I need some help starting the following proof, where $\vec F=x(\hat \imath+\hat k)+2y\hat \jmath$.
Prove that for all paths $\Gamma$ running from $\hat \imath$ to $\hat \jmath$ and lying in the $xy$-plane $\{z=0\}$, the equality $\int_\Gamma \vec F \cdot d \vec r = \int_{\Gamma_S} \vec F \cdot d \vec r$ where $\Gamma_S$ is the straight segment from $\hat \imath$ to $\hat \jmath$.
On
$$\forall \Gamma, \exists (\gamma_1,\gamma_2) \in C^0 / \gamma_1(0) =1,\gamma_1(1) =0,\gamma_2(0)=0, \gamma_2(1)=1, \\\Gamma = \{ (\gamma_1(t),\gamma_2(t),0), t\in[0,1] \} $$ $$\int_\Gamma \vec{F}.d\vec{r} =\int_\Gamma (x\vec{i}+2y\vec{j}).d\vec{r} \\ =\int_0^1 (\gamma_1(t)\vec{i}+2\gamma_2(t)\vec{j}). (\gamma_1'(t)\vec{i}+\gamma_2'(t)\vec{j})dt \\ =\int_0^1 (\gamma_1'(t)\gamma_1(t)+2\gamma_2'(t)\gamma_2(t))dt \\ = \frac{1}{2}[\gamma_1^2(t)+2\gamma_2^2(t)]_0^1 \\ =\frac{1}{2}$$
On
Thanks for your help, I think I have proved it for the general case.
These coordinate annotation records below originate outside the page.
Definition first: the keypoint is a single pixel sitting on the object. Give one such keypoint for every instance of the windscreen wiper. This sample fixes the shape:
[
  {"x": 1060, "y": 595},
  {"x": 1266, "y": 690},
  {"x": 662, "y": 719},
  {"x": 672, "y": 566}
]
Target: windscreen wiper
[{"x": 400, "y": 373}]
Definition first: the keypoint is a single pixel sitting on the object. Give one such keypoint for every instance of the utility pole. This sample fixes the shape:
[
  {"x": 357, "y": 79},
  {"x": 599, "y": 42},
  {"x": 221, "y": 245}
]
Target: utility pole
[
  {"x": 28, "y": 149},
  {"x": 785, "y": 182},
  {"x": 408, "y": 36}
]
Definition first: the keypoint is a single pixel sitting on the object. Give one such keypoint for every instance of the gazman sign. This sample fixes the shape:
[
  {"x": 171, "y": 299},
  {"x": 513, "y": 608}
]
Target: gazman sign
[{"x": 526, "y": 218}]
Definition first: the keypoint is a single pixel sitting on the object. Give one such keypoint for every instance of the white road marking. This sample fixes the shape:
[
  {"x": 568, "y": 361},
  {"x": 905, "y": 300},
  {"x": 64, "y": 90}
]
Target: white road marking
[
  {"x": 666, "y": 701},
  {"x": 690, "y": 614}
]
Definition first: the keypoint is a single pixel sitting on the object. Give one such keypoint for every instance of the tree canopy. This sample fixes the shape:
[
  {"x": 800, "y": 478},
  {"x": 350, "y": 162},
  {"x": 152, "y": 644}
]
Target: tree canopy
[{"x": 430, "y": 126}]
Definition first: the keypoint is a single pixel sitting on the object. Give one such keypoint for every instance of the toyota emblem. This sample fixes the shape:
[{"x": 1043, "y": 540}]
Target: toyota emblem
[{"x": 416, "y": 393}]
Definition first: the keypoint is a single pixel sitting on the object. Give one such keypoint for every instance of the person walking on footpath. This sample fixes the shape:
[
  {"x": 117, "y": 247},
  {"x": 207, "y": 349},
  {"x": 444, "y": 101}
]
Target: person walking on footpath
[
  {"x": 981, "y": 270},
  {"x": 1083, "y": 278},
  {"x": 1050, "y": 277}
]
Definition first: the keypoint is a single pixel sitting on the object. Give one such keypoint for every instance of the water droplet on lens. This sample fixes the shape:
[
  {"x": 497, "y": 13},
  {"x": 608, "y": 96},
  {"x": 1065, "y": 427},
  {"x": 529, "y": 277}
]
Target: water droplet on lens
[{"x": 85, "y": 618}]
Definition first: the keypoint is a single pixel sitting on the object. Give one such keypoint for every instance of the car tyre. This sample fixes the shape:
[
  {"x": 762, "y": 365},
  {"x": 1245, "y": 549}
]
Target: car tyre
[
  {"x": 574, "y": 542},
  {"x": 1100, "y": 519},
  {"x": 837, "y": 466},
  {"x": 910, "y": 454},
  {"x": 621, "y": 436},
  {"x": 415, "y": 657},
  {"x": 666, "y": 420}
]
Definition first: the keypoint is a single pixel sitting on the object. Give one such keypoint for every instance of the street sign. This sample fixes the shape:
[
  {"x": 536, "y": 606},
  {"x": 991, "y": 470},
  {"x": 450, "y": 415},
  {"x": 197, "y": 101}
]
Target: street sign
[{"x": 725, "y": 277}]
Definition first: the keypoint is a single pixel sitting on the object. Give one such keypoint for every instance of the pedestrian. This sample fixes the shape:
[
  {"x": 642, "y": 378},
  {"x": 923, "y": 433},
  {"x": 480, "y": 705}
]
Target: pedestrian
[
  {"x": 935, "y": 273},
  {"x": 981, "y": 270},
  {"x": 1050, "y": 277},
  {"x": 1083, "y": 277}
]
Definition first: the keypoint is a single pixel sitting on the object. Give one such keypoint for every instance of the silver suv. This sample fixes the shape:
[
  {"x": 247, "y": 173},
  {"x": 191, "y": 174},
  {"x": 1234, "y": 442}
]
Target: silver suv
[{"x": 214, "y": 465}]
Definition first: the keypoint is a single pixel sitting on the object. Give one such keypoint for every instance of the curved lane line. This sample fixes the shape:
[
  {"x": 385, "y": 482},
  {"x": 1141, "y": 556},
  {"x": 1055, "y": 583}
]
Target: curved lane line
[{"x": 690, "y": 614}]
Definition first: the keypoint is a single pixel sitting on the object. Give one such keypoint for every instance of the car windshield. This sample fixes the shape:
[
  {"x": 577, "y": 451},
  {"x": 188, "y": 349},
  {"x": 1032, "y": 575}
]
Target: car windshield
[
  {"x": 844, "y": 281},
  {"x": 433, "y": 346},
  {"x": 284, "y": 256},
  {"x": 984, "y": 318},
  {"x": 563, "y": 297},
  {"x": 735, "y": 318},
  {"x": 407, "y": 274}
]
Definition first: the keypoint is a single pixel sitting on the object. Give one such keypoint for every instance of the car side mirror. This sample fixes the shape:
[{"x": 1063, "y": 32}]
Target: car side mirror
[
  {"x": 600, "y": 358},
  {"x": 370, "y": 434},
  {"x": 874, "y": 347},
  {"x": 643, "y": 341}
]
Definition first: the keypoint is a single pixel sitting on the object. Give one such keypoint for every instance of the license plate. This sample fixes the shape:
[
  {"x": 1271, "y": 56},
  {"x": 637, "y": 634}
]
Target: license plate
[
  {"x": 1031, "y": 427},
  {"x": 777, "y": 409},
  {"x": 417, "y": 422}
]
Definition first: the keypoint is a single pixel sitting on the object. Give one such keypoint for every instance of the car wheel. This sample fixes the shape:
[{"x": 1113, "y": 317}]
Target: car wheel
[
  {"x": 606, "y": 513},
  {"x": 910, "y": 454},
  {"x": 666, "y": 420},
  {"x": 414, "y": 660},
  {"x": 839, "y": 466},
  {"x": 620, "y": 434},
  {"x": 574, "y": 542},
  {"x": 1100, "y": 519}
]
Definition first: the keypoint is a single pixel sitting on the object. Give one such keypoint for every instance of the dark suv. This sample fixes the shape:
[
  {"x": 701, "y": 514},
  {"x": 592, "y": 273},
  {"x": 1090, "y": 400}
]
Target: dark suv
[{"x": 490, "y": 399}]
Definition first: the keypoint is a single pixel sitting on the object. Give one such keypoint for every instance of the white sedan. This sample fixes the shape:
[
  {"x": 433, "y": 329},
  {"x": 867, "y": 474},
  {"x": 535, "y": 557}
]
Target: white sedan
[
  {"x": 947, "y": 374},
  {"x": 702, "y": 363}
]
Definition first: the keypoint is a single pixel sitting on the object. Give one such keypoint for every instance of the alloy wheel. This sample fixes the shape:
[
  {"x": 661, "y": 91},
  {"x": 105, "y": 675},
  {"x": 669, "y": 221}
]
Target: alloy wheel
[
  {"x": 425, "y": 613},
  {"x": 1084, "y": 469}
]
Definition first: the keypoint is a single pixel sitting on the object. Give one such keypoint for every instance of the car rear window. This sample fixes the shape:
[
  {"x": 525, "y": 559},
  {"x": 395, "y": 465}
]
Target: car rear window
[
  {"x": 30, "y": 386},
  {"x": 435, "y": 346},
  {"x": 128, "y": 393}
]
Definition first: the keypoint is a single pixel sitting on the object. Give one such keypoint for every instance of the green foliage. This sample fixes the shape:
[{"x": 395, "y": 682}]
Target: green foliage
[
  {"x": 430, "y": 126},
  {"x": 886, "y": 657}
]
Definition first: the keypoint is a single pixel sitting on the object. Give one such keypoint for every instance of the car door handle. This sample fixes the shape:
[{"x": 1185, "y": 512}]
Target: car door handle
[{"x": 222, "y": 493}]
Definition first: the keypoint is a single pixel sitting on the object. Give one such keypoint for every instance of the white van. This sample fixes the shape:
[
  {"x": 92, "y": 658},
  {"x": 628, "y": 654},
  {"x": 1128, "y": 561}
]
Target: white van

Let $\Gamma$ have parametrisation $\vec a(t)=a_1(t)\hat \imath+a_2(t)\hat \jmath + a_3(t)\hat k \:$ (where $\: a_3(t)=0$ as $\Gamma$ lies in the $xy$-plane) with $t\in[t_I,t_F]$. Also, due to the fact that $\Gamma$ runs from $\hat \imath$ to $\hat \jmath$, $a_1(t_I)=1, a_2(t_I)=0, a_1(t_F)=0, a_2(t_F)=1$. Now,
$$\int_\Gamma \vec F \cdot d \vec r =\int_{t_I}^{t_F}\vec F(\vec a(t))\cdot\frac{d\vec a}{dt}(t) \: dt$$
$$=\int_{t_I}^{t_F} \left ( \left( a_1(t)\left(\hat \imath+\hat k\right) \right)+2a_2(t)\hat \jmath \right) \cdot \left( a_1^{'}(t)\hat \imath + a_2^{'}(t) \hat \jmath \right) \: dt$$
$$= \int_{t_I}^{t_F} a_1(t)a_1^{'}(t)+2a_2(t)a_2^{'}(t) \: dt$$
$$= \left[ \frac12 a_1^2(t)+a_2^2(t) \right]_{t_I}^{t_F}$$
$$= \frac12a_1^2(t_F)+a_2^2(t_F)- \left( \frac12 a_1^2(t_I)+a_2^2(t_I) \right)$$
$$=1-\frac12 = \frac12$$
If the given integrand is an "exact differential" (That is, there exist a function F(x,y,z) such that the differential is $\frac{\partial F}{\partial x}dx+ \frac{\partial F}{\partial y} dy+ \frac{\partial f}{\partial z}dz$) then the integral along any path from $(x_0, y_0, z_0)$ to $(x_1, y_1, z1)$ is $F(x_1, y_1, z_1)- F(x_0, y_0, z_0)$ and so is independent of the path. To show that a integrand is an "exact differential" remember that, for nice functions, the mixed partial derivatives are equal: $\frac{\partial}{\partial x}\left(\frac{\partial F}{\partial y}\right)$$= \frac{\partial}{\partial y}\left(\frac{\partial F}{\partial x}\right)$ etc. so that, if p(x,y,z)dx+ g(x,y,z)dy+ h(x,y,z)dz is an "exact differential" then $\frac{\partial p}{\partial y}= \frac{\partial q}{\partial x}$, etc.